A little while ago, I  tweeted that it would be cool to leave a video message or screencast behind with every commit. (Yes, a bit like lolcommits, except it's not just for fun.)

What if we had a repository of videos where it was super easy to upload these things, and reference them in our commit messages, wiki-articles, mails and other documentation/communication?
It's getting easier and easier these days. You can do Google+ Hangouts and record conversations. Instant upload of screencasts to YouTube (also private videos). I'm sure there are a whole bunch of enterprise products that also serve this purpose, but as the technology matures, it will become more mainstream for companies to have their own video vaults, just as they have their own company blog and wiki today.

We still need to make it easier. Buy software for capturing screencasts, get good webcams and microphones, etc.

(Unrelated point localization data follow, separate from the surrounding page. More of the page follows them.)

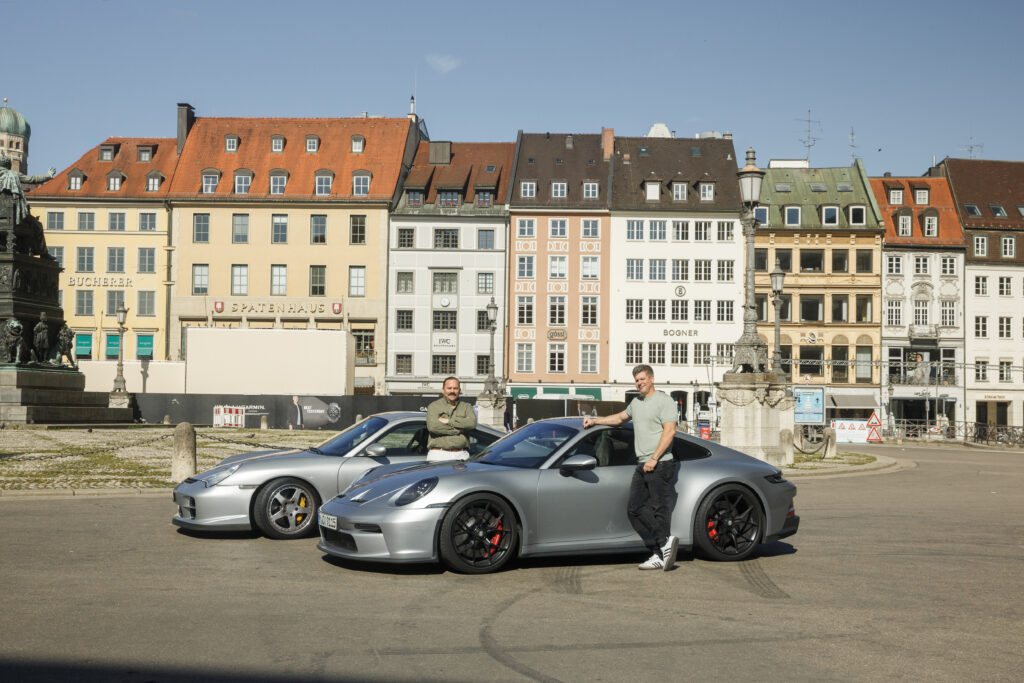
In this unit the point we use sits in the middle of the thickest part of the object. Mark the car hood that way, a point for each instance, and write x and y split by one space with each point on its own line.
391 478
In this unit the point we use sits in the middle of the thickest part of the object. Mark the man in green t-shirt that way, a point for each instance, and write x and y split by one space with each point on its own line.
652 491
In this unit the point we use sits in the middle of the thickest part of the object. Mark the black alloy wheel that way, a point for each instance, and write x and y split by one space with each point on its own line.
478 535
286 508
729 523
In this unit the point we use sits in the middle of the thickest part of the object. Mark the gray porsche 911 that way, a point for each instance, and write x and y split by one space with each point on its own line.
553 488
279 491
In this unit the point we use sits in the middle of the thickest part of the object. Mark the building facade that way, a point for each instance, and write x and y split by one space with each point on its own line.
822 226
557 311
107 222
922 301
283 223
989 201
675 287
446 261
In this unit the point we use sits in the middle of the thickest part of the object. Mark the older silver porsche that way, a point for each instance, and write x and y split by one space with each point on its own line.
553 487
278 492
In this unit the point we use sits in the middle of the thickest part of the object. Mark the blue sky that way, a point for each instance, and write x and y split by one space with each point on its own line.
912 80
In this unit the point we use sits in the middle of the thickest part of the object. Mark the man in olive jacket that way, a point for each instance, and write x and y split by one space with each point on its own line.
448 421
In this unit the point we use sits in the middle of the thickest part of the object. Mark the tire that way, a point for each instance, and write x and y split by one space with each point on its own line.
479 535
286 508
729 523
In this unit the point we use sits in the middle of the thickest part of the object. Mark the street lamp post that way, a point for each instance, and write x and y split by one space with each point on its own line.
752 353
491 384
119 381
777 281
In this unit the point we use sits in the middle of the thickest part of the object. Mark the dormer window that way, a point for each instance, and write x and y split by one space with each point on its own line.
153 181
243 180
114 179
210 179
279 178
360 183
325 181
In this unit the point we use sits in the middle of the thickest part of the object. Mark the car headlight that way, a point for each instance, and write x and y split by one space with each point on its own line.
417 491
216 476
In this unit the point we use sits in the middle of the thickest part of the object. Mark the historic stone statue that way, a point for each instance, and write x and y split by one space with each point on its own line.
27 233
10 341
41 339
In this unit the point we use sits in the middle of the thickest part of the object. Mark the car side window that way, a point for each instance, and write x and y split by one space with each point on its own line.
409 438
611 447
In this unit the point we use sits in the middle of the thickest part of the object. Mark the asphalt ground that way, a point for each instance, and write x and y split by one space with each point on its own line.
911 571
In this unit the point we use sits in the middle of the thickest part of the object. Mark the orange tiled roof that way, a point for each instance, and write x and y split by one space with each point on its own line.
940 203
467 170
126 161
205 148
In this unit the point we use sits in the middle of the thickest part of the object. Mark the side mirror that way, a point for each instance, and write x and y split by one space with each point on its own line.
577 464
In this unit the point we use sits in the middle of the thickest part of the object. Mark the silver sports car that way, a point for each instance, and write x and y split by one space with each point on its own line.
553 488
280 491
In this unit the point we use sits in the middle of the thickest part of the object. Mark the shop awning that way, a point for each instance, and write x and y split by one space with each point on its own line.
853 400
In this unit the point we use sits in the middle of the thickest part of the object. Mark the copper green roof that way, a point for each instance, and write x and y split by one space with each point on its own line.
814 188
12 123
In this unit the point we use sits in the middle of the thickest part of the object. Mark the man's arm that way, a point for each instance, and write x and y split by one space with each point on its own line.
664 445
610 420
463 417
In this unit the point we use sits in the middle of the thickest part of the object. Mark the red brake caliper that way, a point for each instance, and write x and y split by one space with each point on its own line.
496 539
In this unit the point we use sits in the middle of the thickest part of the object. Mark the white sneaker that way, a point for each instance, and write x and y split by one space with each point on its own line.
669 552
653 562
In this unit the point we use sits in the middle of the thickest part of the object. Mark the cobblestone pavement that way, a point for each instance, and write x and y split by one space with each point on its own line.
119 458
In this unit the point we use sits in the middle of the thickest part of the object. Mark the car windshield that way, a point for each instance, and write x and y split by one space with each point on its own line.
351 437
528 446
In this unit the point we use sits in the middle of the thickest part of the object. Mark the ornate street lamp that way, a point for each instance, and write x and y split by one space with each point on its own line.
119 381
752 353
491 384
777 280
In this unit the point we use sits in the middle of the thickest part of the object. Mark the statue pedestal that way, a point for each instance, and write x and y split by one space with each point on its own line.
491 411
755 410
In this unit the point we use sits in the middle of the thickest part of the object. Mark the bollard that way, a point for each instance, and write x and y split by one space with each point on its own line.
830 450
785 442
183 459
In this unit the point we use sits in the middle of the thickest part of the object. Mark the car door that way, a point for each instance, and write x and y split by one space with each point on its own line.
588 509
403 441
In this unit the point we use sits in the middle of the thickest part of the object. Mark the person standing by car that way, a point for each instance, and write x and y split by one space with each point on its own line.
652 491
448 421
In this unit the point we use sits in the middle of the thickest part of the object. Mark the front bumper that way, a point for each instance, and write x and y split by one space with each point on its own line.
392 535
217 508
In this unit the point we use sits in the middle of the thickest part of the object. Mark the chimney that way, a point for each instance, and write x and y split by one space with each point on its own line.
608 142
186 117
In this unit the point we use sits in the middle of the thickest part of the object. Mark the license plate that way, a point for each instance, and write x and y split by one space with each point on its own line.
329 521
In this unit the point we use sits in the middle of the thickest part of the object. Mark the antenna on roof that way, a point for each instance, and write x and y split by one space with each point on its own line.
808 142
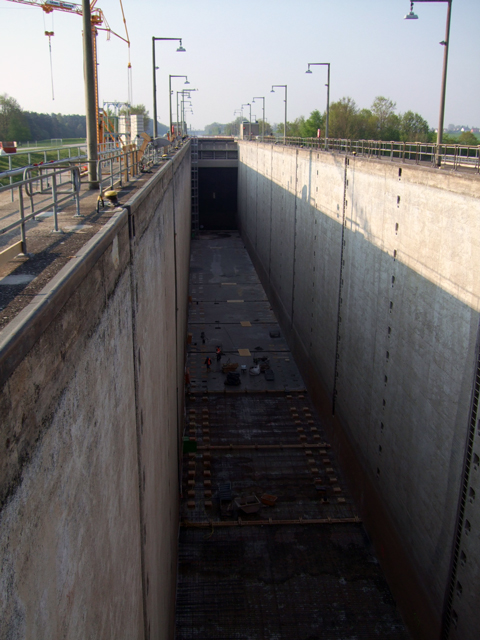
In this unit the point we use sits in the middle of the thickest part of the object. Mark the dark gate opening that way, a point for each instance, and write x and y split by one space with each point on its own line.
217 198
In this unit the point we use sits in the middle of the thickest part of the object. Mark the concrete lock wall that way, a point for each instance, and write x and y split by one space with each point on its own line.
374 267
91 402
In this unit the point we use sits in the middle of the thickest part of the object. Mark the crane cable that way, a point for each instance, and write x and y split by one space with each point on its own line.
129 67
50 34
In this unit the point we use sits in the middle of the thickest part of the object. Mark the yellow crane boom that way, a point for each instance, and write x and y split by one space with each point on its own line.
99 23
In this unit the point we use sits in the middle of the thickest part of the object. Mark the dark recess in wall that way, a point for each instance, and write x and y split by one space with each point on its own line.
217 198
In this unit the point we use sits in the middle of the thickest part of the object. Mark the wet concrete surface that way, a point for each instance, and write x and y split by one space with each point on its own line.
303 568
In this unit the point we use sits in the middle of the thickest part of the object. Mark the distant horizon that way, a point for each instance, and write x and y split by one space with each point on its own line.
372 52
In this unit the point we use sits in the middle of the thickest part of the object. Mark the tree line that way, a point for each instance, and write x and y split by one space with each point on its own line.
22 126
348 121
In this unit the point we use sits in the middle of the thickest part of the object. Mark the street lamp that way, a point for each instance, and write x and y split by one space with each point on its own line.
327 64
238 111
185 93
170 95
412 16
285 124
180 49
250 120
263 117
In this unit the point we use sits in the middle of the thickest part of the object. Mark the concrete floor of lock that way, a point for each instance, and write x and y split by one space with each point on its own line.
303 568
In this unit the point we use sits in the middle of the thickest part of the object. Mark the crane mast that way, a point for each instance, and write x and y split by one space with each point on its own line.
99 23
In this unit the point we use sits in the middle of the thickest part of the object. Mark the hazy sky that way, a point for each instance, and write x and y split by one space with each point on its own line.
237 50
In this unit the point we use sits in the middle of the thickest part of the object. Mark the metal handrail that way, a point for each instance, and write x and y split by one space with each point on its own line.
52 177
457 155
114 167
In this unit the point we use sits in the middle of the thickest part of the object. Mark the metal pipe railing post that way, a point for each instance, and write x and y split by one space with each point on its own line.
55 210
22 220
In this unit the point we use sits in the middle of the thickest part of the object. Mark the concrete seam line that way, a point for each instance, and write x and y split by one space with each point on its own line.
21 334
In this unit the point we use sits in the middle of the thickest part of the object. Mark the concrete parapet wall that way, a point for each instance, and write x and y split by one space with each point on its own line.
91 404
374 269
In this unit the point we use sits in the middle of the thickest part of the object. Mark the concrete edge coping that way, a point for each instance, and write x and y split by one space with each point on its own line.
22 333
137 199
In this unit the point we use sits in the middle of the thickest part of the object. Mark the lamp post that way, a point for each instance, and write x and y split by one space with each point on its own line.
240 111
412 16
263 117
250 119
285 124
183 103
185 93
170 95
181 49
327 64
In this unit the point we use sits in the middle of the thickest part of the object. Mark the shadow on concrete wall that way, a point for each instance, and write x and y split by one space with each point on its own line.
397 354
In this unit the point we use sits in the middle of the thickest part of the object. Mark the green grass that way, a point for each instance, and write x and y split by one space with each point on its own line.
33 155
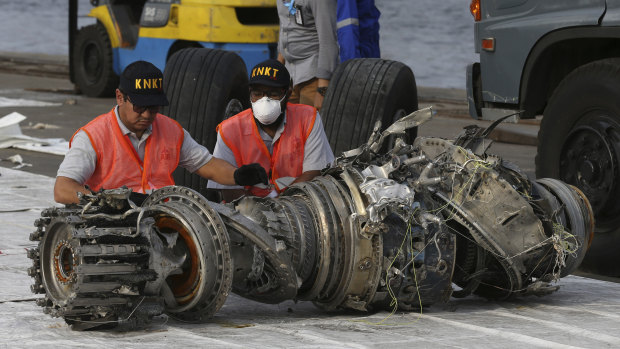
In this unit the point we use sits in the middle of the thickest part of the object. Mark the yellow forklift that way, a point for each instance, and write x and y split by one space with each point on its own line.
153 30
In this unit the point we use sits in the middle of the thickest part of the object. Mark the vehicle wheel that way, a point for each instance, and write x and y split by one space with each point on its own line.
363 91
579 143
200 84
92 53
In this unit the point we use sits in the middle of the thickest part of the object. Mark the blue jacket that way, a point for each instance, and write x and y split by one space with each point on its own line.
358 29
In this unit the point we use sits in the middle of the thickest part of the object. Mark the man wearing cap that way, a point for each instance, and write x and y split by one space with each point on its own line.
135 146
286 139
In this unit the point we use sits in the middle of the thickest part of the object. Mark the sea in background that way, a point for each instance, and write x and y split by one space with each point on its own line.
433 37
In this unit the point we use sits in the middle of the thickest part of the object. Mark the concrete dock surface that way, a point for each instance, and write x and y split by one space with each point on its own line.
584 313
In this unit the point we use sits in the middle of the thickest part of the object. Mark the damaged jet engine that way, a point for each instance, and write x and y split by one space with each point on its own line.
407 227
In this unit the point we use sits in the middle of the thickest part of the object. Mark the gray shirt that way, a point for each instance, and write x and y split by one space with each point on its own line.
81 159
310 50
317 152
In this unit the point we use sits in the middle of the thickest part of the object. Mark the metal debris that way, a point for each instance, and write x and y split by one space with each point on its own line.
378 230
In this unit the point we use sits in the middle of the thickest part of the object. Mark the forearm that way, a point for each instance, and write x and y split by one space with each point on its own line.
229 195
66 189
219 171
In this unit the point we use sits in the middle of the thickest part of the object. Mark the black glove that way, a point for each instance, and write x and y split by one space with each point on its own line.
250 175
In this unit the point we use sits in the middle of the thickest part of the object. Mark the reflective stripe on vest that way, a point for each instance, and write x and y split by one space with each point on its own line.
240 134
118 163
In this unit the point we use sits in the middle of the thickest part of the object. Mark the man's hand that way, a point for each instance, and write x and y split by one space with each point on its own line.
250 175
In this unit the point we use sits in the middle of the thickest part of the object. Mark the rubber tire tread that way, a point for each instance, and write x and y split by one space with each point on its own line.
106 85
362 91
199 82
595 83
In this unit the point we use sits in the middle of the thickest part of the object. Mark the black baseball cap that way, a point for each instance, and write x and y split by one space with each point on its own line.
143 83
270 73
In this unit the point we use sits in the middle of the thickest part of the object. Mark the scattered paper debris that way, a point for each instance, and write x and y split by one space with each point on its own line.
11 136
17 159
20 102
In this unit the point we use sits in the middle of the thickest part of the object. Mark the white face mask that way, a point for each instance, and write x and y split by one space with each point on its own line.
267 110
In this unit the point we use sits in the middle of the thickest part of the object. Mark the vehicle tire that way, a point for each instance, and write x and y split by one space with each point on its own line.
362 91
579 143
201 84
93 62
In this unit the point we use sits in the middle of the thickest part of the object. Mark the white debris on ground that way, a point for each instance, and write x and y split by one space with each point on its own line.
20 102
583 313
11 136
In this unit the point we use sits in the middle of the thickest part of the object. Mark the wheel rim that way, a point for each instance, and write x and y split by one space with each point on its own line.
186 285
92 62
58 263
589 160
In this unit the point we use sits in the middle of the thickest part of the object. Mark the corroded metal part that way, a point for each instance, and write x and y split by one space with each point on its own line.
376 231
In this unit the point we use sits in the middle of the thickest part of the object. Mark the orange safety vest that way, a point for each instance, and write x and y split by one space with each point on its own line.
240 134
118 162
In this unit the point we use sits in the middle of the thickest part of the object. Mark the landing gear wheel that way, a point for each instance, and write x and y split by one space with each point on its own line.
579 143
363 91
94 72
202 287
202 86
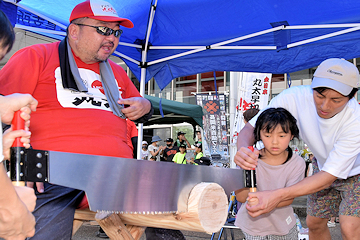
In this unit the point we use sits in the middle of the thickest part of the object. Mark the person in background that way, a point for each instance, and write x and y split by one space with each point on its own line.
154 149
198 137
198 153
16 203
170 150
81 96
277 167
181 139
144 151
179 157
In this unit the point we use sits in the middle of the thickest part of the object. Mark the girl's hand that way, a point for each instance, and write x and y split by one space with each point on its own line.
253 201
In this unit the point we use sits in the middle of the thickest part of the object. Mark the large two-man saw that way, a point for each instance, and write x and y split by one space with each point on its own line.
119 184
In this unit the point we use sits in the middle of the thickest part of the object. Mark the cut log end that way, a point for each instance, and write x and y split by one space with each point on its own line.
212 206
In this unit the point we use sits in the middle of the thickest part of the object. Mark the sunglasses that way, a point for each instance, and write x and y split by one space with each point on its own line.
105 31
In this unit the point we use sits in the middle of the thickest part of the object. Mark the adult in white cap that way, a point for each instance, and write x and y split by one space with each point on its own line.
328 117
81 96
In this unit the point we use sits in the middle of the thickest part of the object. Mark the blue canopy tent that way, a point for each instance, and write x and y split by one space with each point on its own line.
174 38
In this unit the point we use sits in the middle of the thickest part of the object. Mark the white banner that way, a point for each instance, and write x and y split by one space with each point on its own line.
253 92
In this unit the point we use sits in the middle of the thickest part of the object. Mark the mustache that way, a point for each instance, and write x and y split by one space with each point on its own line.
108 43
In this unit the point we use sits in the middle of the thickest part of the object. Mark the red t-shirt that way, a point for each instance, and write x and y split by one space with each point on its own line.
131 132
65 120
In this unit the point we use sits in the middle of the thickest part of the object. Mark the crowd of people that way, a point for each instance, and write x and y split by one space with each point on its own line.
171 152
99 117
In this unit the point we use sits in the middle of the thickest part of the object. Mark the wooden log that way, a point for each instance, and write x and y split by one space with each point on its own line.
80 217
207 212
113 226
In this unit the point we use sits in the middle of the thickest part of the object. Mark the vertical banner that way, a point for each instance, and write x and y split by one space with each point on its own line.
215 125
253 92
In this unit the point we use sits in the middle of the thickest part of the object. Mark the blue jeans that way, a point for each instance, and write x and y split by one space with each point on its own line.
54 212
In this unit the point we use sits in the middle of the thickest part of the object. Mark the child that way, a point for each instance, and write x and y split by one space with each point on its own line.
179 157
277 168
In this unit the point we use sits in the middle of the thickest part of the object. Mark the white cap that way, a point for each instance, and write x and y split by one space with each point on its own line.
337 74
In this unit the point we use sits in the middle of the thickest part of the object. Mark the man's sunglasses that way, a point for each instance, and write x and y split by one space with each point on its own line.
104 30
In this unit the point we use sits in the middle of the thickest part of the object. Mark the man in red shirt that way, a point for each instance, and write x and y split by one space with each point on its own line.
80 94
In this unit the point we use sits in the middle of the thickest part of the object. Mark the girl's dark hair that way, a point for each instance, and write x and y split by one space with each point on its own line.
7 34
270 118
350 96
250 113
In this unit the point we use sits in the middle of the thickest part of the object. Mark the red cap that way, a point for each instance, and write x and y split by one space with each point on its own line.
99 10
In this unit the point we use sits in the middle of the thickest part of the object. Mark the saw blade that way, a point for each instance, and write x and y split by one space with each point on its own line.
135 186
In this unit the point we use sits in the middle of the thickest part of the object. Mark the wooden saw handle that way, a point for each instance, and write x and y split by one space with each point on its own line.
17 149
252 175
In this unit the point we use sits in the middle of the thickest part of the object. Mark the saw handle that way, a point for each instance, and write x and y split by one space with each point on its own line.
17 168
252 175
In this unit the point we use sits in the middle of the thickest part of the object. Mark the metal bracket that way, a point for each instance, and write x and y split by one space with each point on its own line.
29 165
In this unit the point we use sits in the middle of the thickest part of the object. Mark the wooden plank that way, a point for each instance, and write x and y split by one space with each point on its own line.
113 226
207 212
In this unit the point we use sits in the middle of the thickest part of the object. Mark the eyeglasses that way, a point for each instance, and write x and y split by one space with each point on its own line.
105 31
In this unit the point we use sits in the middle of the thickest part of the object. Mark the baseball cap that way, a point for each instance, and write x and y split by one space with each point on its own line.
99 10
179 133
337 74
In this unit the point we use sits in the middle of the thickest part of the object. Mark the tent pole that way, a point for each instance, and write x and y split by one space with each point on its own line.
143 75
140 125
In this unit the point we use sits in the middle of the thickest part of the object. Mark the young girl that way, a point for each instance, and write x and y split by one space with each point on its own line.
277 168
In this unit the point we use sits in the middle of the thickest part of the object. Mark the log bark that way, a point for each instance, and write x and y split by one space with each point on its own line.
207 212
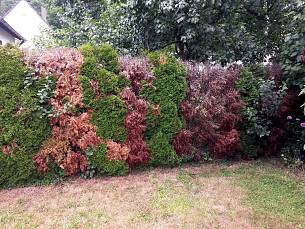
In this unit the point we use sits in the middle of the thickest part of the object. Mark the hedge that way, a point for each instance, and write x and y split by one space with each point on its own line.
90 112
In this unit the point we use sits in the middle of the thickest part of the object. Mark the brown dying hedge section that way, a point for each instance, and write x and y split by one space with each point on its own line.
88 111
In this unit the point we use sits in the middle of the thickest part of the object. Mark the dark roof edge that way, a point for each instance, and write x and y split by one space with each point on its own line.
10 30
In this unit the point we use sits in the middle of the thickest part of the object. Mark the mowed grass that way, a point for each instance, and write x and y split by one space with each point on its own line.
242 195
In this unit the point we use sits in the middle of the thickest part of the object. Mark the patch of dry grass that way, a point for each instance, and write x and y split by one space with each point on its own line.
204 196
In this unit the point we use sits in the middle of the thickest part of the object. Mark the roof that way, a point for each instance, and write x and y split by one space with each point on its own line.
10 30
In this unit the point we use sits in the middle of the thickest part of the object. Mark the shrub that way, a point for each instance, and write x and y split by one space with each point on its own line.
164 95
110 83
107 57
103 56
59 152
72 132
108 116
90 94
137 70
135 128
104 166
16 168
262 93
169 83
162 153
212 109
21 125
166 121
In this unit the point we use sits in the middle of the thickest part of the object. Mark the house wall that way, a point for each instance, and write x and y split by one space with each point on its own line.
5 37
27 22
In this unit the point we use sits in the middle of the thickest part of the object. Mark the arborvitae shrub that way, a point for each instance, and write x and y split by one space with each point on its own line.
170 80
108 116
162 152
137 70
16 168
107 57
212 109
135 128
104 166
110 83
89 95
89 67
164 94
167 121
22 129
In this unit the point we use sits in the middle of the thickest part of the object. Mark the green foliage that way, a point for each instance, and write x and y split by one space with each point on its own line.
104 166
248 87
98 57
168 122
291 50
16 169
88 94
108 117
110 83
89 67
168 89
22 127
107 57
170 80
162 152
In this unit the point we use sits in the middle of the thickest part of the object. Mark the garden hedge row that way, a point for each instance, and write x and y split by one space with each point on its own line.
65 112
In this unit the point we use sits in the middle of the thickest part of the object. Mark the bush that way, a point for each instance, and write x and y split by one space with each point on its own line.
110 83
135 128
162 153
261 90
103 56
108 116
104 166
166 121
169 83
164 95
21 125
212 109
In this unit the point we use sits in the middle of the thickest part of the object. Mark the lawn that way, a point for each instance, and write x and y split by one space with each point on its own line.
241 195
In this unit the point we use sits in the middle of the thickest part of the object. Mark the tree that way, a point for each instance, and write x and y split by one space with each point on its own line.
244 30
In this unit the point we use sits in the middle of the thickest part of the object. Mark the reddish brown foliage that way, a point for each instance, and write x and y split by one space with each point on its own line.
64 63
60 153
77 130
71 133
182 143
225 144
116 151
274 72
136 69
135 127
303 56
8 149
212 108
290 105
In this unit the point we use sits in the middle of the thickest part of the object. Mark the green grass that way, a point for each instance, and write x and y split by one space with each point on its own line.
274 193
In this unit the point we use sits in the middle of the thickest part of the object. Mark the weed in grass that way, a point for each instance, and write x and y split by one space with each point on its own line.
169 200
185 178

At several companies I've worked, we would have regular all-hands meetings, where everyone would be gathered into one room and people would present current projects, tech-talks, etc. Needless to say, not everyone felt they had to be there, and especially not right there and then.

What if the speakers could just record it and stream it out on the go, or archive it so people could watch it at their own leisure? Makes sense to me. A lot of large companies like Google are doing this already, but a lot of smaller companies haven't even considered it.

Of course, anything which is async is one-way, and therefore loses the interaction and a lot of value in being so. Then again, you save a lot by not dragging people into meetings, or interrupting them for conversation.

Meetings and conversations still have their place. But we live in a world where being able to work remotely is becoming more and more important, not just for people who want to work from home, but also for companies that want to be able to scale across time-zones, and save the time and gas-money of their employees. Not to mention the environment.